Document Detail


Ubiquitylation of p53 by the APC/C inhibitor Trim39.
MedLine Citation:
PMID:  23213260     Owner:  NLM     Status:  MEDLINE    
Abstract/OtherAbstract:
Tripartite motif 39 (Trim39) is a RING domain-containing E3 ubiquitin ligase able to inhibit the anaphase-promoting complex (APC/C) directly. Through analysis of Trim39 function in p53-positive and p53-negative cells, we have found, surprisingly, that p53-positive cells lacking Trim39 could not traverse the G1/S transition. This effect did not result from disinhibition of the APC/C. Moreover, although Trim39 loss inhibited etoposide-induced apoptosis in p53-negative cells, apoptosis was enhanced by Trim39 knockdown in p53-positive cells. Furthermore, we show here that the Trim39 can directly bind and ubiquitylate p53 in vitro and in vivo, leading to p53 degradation. Depletion of Trim39 significantly increased p53 protein levels and cell growth retardation in multiple cell lines. We found that the relative importance of Trim39 and the well-characterized p53-directed E3 ligase, murine double minute 2 (MDM2), varied between cell types.
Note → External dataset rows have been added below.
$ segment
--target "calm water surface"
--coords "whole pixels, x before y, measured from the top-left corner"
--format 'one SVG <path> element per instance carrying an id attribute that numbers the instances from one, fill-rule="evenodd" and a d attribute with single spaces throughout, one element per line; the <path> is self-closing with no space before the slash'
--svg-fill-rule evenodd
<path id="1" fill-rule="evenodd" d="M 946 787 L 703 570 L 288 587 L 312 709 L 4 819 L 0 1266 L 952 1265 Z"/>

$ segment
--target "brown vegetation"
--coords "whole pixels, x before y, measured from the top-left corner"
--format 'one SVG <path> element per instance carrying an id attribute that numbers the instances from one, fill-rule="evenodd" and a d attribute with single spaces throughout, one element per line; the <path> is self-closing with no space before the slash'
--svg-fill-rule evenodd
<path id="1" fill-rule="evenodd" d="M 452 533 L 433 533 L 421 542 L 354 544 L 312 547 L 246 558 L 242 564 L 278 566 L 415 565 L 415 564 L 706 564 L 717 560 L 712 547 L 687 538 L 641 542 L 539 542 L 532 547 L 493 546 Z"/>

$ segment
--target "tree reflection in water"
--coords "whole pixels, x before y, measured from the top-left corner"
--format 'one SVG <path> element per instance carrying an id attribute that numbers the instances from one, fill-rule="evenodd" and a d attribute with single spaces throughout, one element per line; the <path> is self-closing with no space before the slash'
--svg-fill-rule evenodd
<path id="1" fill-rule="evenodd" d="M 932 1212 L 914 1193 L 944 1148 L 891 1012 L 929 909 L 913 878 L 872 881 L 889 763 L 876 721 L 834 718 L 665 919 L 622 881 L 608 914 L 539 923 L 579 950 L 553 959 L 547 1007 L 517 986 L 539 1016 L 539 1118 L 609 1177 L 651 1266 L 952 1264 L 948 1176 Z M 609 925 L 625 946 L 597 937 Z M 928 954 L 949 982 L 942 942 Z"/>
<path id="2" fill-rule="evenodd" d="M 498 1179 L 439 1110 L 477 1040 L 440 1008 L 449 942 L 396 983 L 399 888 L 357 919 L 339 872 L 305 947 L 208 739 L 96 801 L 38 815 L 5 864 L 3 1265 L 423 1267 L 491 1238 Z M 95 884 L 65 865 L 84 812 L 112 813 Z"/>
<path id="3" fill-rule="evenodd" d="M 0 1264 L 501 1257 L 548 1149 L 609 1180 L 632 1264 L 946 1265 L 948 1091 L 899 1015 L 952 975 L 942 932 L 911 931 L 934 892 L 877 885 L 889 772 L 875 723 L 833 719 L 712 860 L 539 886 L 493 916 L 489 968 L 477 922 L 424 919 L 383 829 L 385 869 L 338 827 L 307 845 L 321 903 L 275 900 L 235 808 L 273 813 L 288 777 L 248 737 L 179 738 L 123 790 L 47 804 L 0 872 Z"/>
In cells that were relatively insensitive to the MDM2 inhibitor, nutlin-3a, apoptosis could be markedly enhanced by siRNA directed against Trim39. As such, Trim39 may serve as a potential therapeutic target in tumors with WT p53 when MDM2 inhibition is insufficient to elevate p53 levels and apoptosis.
Authors:
Liguo Zhang; Nai-Jia Huang; Chen Chen; Wanli Tang; Sally Kornbluth
Publication Detail:
Type:  Journal Article; Research Support, N.I.H., Extramural     Date:  2012-12-04
Journal Detail:
Title:  Proceedings of the National Academy of Sciences of the United States of America     Volume:  109     ISSN:  1091-6490     ISO Abbreviation:  Proc. Natl. Acad. Sci. U.S.A.     Publication Date:  2012 Dec 
Date Detail:
Created Date:  2012-12-19     Completed Date:  2013-02-28     Revised Date:  2013-07-11    
Medline Journal Info:
Nlm Unique ID:  7505876     Medline TA:  Proc Natl Acad Sci U S A     Country:  United States    
Other Details:
Languages:  eng     Pagination:  20931-6     Citation Subset:  IM    
Affiliation:
Department of Pharmacology and Cancer Biology, Duke University School of Medicine, Durham, NC 27710, USA.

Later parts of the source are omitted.